The following is a statement from Georgia Machell, Interim President & CEO of the National WIC Association, in response to the release of the U.S. Department of Agriculture’s report “National- and State-Level Estimates of WIC Eligibility and WIC Program Reach in 2021”
WASHINGTON, D.C. – “In a time when maternal and infant mortality, child poverty, and household food insecurity are all rising substantially in the United States — and with WIC facing a funding shortfall and threats of deeper budget cuts — ensuring that anyone eligible for WIC can participate in the program should be a national priority.
“The National WIC Association deeply appreciates the efforts of our members in state and local WIC offices nationwide who assist residents of their communities each day. But they need help. Approximately six million women and children in the United States were eligible for but not participating in WIC last year. In 29 states, the WIC coverage rate was less than 50%. Coverage rates decline for children as they get older, reaching a nadir of only 25% of eligible 4-year-olds.

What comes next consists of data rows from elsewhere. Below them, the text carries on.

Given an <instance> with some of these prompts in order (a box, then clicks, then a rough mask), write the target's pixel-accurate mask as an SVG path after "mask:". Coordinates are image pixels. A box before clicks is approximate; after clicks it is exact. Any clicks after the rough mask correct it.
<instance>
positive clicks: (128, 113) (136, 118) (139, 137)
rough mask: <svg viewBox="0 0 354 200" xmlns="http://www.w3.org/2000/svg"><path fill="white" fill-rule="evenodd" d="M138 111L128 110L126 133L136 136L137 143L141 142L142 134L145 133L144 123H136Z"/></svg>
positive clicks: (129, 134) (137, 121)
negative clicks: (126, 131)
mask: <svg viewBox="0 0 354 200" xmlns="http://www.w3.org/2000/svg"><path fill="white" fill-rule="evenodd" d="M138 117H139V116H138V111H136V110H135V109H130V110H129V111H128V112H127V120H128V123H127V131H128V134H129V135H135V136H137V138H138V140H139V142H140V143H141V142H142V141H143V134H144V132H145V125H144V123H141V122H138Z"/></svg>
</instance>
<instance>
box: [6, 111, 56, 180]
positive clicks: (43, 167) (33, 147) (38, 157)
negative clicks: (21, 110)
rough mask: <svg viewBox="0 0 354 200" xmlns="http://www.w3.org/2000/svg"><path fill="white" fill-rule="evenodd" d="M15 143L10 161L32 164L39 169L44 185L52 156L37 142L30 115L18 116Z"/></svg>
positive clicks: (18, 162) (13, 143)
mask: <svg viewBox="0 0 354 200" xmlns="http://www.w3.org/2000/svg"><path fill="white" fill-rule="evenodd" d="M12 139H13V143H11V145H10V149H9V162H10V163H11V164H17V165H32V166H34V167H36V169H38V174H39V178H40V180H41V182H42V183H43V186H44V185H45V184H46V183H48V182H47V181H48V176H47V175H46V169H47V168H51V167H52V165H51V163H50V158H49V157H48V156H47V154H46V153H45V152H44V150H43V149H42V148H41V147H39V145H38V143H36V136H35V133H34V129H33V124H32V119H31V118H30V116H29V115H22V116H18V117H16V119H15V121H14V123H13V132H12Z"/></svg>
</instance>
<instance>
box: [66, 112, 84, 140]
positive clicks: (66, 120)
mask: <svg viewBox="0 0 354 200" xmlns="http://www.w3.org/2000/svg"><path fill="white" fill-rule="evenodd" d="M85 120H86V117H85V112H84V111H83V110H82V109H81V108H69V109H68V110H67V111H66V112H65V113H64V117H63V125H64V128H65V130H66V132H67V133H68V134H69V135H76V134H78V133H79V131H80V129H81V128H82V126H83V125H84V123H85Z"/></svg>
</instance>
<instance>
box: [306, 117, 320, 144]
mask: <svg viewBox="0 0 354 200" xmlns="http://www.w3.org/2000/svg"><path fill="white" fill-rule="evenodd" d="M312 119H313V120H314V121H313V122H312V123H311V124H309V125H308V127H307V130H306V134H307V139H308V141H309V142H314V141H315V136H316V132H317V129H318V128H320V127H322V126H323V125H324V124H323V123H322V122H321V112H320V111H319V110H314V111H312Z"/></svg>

“These numbers are a clarion call for members of Congress to ensure WIC is fully funded now and in the future to meet its rising caseloads. Policymakers must also redouble efforts to drop barriers to enrollment. Flexibilities enacted during the pandemic — such as allowing certification over the phone or via videoconference, and picking up and reloading benefits through the mail or online — should be made permanent. And every participant should be able to use benefits online.
“Few programs can match WIC’s track record at improving the health and well-being of women and children, but WIC can only be effective if it’s accessible. WIC’s coverage rate should be 100%. Our efforts to reach that goal need additional funding and sustained commitment.”